Oct 16, 2007 Issues: Health Care

Some issues Congress considers are complicated. Others are quite simple. Consider the State Children’s Health Insurance Program (SCHIP). In 1997, this bi-partisan program was created to provide health care coverage for children in families who earn too much to qualify for Medicaid, but not enough to afford private insurance. 

During the last 10 years, the children’s health program has proven successful — with 6 million children now enrolled. 

It costs less than $3.50 a day to cover a child through SCHIP and the program is administered by the states with children enrolled in private health plans such as Blue Cross Blue Shield of Michigan.
Despite the success of this program, there still are 9 million American children who have no health insurance at all.
Two-thirds of these uninsured children are eligible for the SCHIP or Medicaid — but better outreach and adequate funding are needed for the states to identify and enroll them.
This year Congress needed to renew the program and we were asked this question: Should an effective program be expanded to cover more of these eligible children? 

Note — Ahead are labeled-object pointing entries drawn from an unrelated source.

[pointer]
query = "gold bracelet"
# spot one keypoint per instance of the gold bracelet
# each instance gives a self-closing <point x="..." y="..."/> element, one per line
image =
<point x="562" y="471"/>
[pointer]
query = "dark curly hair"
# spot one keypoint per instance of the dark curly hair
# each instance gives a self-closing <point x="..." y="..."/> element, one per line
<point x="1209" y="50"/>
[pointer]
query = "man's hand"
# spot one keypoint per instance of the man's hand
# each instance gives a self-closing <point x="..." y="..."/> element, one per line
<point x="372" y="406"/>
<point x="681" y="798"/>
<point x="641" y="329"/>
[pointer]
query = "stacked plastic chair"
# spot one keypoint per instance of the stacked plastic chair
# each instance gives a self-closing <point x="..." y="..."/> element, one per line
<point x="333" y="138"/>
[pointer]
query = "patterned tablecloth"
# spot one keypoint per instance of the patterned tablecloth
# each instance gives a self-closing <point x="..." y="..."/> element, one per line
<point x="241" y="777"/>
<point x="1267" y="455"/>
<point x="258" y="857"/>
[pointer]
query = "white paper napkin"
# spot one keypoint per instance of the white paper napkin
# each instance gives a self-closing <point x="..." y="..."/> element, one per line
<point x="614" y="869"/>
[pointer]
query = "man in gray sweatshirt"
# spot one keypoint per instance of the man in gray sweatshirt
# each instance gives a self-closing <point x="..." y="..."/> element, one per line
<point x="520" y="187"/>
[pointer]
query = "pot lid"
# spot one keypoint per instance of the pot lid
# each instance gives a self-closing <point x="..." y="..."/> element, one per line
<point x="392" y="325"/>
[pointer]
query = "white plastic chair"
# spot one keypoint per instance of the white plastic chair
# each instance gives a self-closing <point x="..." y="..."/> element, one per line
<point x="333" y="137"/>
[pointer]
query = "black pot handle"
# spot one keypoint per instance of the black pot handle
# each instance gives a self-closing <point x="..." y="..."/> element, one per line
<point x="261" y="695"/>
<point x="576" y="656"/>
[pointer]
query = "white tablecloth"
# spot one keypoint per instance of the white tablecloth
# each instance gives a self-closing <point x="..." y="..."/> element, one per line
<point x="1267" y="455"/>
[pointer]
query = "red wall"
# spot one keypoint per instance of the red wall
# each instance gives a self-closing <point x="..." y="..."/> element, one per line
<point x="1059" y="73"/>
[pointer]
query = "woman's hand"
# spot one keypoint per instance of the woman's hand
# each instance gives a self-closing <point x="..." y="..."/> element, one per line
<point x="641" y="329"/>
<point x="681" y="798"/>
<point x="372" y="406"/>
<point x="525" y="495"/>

Forty-three state governors said expand the program. The AARP, the American Medical Association, and Families USA all said expand the program.
Polls indicate that 72 percent of the American public supports expanding the program.
So, the House and Senate worked together and reached a compromise to preserve coverage for the 6 million children and extend coverage to 4 million low-income children.
In Michigan, this expansion would cover 80,900 uninsured children from families with annual incomes between $20,535 and $41,300.
Unfortunately, after children’s health care passed the Senate with 67 votes and the House with 265 votes, President Bush decided to veto (only the fourth of his entire administration) children’s health insurance.
The president says the program is too expensive, but the bi-partisan compromise is fully paid for with a 61-cent tobacco tax.
The president says the program will cover families making too much money, but the bi-partisan compromise focuses the states on low-income families and 92 percent of children covered by the bill will be in families making less than 200 percent of the federal poverty level ($40,000 for a family of four).
This was Republican Senator Orrin Hatch’s reaction to the president’s veto: “For 10 years, SCHIP has worked remarkably well in helping children who otherwise would not get the medicine and doctor visits they need to grow up strong … I believe that some have given the president bad advice on this matter, because I believe that supporting this bipartisan compromise to provide health coverage to lowincome children is the morally right thing to do. I hope that we can muster enough votes to overturn this veto.”
We need just 15 Republican members of the House to change their minds and vote to make health care a reality for 10 million children.
Forrest Gump said, “simple is as simple does” and what SCHIP does is provide kids with health care. It is that simple.

Rep. Sander Levin, D-Royal Oak, represents Michigan’s 12th Congressional District. He serves on the House Ways and Means committee.